Next, we proceed with the two-stage process of creating and calibrating TFTRT INT8 model.

### Step 1: Creating the calibration graph

In [None]:
#Now we create the TFTRT INT8 calibration graph
trt_int8_calib_graph = trt.create_inference_graph(
    input_graph_def=None,
    outputs=[OUTPUT_TENSOR],
    max_batch_size=BATCH_SIZE,
    input_saved_model_dir=SAVED_MODEL_DIR,    
    precision_mode="INT8")

#Then calibrate it with 10 batches of examples
N_runs=10
with tf.Session(graph=tf.Graph(), config=config) as sess:
    print('Preparing calibration data...')
    iterator = dataset.make_one_shot_iterator()
    next_element = iterator.get_next()

    print('Loading INT8 calibration graph...')
    output_node = tf.import_graph_def(
        trt_int8_calib_graph,
        return_elements=[OUTPUT_TENSOR],
        name='')

    print('Calibrate model on calibration data...')    
    for _ in range(N_runs):
        sess.run(output_node, feed_dict={INPUT_TENSOR: sess.run(next_element)})            

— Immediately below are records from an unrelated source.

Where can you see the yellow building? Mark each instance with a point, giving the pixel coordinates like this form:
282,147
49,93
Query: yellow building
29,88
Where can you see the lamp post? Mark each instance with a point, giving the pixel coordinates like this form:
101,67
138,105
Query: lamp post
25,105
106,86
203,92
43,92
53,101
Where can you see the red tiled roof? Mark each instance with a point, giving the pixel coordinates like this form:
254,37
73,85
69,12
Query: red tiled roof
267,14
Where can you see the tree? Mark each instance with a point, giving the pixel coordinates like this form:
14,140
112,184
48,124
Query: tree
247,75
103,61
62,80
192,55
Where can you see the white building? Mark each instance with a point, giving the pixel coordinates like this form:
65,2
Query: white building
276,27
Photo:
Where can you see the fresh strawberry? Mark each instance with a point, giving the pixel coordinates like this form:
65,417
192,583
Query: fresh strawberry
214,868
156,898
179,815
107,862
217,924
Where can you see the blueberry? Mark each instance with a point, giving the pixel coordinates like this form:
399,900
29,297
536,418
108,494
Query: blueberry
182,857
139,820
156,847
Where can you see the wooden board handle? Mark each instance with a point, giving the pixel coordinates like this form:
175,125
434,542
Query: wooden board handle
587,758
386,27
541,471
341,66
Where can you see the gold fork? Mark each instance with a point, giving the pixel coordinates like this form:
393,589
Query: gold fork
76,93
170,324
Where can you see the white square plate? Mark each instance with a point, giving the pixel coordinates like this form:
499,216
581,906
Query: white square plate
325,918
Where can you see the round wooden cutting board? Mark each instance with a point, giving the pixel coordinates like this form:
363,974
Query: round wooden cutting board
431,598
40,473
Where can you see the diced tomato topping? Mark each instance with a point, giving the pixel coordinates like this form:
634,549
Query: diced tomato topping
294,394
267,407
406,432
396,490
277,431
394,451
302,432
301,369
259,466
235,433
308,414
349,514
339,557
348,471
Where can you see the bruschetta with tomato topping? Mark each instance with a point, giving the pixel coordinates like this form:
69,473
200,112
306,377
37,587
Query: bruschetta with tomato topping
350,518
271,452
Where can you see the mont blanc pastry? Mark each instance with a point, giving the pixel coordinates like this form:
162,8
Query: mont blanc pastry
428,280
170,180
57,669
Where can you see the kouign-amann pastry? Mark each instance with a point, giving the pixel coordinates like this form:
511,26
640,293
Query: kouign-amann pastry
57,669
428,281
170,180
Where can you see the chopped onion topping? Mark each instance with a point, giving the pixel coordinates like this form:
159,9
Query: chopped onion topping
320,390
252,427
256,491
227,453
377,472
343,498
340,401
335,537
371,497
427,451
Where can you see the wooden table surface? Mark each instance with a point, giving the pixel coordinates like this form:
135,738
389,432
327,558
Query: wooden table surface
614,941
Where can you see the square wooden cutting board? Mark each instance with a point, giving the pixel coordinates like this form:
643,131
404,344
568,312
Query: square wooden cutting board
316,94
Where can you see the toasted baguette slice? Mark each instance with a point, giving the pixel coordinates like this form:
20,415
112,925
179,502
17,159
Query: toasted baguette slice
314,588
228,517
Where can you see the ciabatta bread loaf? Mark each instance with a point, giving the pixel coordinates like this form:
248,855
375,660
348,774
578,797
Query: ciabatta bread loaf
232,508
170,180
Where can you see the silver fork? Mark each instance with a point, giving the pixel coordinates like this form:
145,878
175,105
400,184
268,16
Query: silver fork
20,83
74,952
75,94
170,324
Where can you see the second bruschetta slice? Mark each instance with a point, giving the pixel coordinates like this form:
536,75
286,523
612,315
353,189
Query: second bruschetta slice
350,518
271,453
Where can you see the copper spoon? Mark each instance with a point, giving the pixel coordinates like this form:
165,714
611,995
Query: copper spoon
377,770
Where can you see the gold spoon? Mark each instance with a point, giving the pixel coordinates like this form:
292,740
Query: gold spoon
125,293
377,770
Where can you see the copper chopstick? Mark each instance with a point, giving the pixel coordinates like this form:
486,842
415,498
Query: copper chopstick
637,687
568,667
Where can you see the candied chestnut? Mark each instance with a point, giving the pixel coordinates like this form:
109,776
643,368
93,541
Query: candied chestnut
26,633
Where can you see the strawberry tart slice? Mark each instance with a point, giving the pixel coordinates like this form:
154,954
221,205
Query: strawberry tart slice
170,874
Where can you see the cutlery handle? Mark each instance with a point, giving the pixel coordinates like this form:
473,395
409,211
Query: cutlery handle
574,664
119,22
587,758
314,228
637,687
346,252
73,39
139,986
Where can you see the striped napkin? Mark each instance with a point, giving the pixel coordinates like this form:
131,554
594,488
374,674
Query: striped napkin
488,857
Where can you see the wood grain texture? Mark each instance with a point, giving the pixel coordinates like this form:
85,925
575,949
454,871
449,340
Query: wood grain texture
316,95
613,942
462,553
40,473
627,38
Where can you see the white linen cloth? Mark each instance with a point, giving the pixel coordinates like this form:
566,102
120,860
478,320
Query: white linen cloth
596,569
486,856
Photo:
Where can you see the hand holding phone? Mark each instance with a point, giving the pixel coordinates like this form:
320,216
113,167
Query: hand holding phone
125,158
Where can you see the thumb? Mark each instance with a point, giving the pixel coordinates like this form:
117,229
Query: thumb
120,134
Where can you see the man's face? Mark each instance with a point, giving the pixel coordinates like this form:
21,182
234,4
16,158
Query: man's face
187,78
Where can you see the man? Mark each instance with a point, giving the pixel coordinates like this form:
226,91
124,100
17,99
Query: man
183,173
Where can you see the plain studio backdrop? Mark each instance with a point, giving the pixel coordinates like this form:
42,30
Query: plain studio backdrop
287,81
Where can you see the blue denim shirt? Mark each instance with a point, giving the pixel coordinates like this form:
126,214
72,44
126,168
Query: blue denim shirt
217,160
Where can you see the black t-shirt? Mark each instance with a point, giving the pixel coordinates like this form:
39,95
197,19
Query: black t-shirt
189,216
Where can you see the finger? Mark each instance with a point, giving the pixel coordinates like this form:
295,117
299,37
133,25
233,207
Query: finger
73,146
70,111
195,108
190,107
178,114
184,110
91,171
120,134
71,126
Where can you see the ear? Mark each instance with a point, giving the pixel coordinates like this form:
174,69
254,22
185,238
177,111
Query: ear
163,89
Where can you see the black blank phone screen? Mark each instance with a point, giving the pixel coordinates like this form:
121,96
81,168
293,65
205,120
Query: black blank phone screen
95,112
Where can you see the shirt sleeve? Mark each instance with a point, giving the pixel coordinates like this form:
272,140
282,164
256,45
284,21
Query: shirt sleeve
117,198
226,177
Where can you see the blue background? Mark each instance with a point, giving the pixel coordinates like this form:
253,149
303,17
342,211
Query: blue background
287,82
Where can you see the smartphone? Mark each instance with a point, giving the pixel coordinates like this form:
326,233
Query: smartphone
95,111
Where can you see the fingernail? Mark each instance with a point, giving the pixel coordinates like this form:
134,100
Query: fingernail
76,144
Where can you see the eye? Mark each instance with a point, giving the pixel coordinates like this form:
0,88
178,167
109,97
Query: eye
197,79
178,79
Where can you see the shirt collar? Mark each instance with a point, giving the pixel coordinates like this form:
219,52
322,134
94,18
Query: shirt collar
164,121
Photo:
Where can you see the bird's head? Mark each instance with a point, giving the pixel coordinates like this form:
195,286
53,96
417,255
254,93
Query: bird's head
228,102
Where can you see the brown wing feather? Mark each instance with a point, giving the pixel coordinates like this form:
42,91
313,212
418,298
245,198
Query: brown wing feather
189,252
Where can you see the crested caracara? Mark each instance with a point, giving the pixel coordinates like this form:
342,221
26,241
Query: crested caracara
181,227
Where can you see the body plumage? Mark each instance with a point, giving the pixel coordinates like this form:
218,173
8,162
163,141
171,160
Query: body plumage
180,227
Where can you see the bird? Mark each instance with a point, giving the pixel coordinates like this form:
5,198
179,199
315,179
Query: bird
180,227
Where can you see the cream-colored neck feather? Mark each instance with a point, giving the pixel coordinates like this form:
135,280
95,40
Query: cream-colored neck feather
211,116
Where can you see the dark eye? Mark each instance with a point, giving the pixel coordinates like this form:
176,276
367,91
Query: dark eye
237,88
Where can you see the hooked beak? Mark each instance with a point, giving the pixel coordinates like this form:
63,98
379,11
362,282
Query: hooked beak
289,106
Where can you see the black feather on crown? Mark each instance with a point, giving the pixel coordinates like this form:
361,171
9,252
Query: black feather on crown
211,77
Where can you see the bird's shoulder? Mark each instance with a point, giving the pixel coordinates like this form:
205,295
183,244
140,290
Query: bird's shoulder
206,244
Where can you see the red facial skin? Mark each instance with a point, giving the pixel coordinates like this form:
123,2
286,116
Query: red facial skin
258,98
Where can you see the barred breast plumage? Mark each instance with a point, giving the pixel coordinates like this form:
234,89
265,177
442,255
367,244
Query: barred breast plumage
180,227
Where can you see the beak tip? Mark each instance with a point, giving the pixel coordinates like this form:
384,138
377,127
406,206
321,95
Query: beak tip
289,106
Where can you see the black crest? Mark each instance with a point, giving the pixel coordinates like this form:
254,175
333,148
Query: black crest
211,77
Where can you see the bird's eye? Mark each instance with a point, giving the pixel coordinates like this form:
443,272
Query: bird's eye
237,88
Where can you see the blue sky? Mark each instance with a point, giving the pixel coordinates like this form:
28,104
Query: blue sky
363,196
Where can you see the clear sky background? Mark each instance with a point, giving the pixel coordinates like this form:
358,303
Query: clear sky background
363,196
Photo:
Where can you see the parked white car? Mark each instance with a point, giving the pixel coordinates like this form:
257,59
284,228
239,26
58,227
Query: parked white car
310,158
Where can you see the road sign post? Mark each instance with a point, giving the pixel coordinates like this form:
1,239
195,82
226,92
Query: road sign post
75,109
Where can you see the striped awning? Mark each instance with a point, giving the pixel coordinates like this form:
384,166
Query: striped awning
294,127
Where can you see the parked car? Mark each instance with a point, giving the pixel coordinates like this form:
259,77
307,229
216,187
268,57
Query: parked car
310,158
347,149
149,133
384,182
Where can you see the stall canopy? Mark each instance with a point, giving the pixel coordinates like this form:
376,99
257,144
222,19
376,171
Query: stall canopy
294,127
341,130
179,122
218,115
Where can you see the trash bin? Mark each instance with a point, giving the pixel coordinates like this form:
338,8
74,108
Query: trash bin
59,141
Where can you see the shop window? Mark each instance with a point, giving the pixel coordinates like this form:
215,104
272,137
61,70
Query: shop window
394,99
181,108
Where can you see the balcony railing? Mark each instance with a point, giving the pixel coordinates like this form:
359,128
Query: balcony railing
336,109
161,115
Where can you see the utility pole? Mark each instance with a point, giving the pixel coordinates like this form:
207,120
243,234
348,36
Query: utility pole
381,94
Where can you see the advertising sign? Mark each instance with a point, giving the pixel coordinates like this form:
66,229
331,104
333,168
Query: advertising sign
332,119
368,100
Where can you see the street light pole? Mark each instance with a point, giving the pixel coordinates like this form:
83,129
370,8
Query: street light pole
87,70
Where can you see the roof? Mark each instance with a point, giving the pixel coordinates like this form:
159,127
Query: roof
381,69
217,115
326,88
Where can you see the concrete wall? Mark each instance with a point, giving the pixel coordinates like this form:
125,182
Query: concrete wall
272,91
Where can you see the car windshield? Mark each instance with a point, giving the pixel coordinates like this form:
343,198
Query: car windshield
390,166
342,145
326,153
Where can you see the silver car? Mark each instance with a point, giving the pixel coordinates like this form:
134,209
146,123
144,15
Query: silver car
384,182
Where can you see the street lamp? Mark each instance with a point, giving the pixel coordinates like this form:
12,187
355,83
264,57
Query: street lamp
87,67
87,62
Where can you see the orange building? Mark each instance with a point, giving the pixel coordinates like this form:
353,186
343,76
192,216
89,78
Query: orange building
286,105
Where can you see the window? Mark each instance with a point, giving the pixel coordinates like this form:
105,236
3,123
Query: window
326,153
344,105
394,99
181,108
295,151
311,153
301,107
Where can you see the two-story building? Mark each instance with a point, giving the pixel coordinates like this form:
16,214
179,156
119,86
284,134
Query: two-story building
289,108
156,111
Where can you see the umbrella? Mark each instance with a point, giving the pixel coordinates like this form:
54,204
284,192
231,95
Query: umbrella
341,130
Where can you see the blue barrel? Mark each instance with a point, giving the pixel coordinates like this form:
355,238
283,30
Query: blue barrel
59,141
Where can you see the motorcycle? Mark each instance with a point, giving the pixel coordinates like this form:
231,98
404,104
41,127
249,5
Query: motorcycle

### Step 2: Converting the calibration graph to inference graph

In [None]:
#Create Int8 inference model from the calibration graph and write to a saved session
print('Creating TF-TRT INT8 inference engine...')
trt_int8_calibrated_graph=trt.calib_graph_to_infer_graph(trt_int8_calib_graph)

#set a directory to write the saved model
INT8_SAVED_MODEL_DIR =  SAVED_MODEL_DIR + "_TFTRT_INT8_JPEG/1"
!rm -rf $INT8_SAVED_MODEL_DIR

with tf.Session(graph=tf.Graph()) as sess:
    print('Loading TF-TRT INT8 inference engine...')
    output_node = tf.import_graph_def(
        trt_int8_calibrated_graph,
        return_elements=[OUTPUT_TENSOR],
        name='')

    #Save model for serving
    print('Saving INT8 model to %s'%INT8_SAVED_MODEL_DIR)
    tf.saved_model.simple_save(
        session=sess,
        export_dir=INT8_SAVED_MODEL_DIR,
        inputs={"input":tf.get_default_graph().get_tensor_by_name(INPUT_TENSOR)},
        outputs={"softmax":tf.get_default_graph().get_tensor_by_name(OUTPUT_TENSOR),
                 "classes":tf.get_default_graph().get_tensor_by_name("ArgMax:0")},
        legacy_init_op=None
     )    

As before, we can benchmark the speed and accuracy of the resulting model.

In [None]:
benchmark_saved_model(INT8_SAVED_MODEL_DIR)

## Conclusion
In this notebook, we have demonstrated the process of creating TF-TRT inference model from an original TF FP32 *saved model*. In every case, we have also verified the accuracy and speed to the resulting model.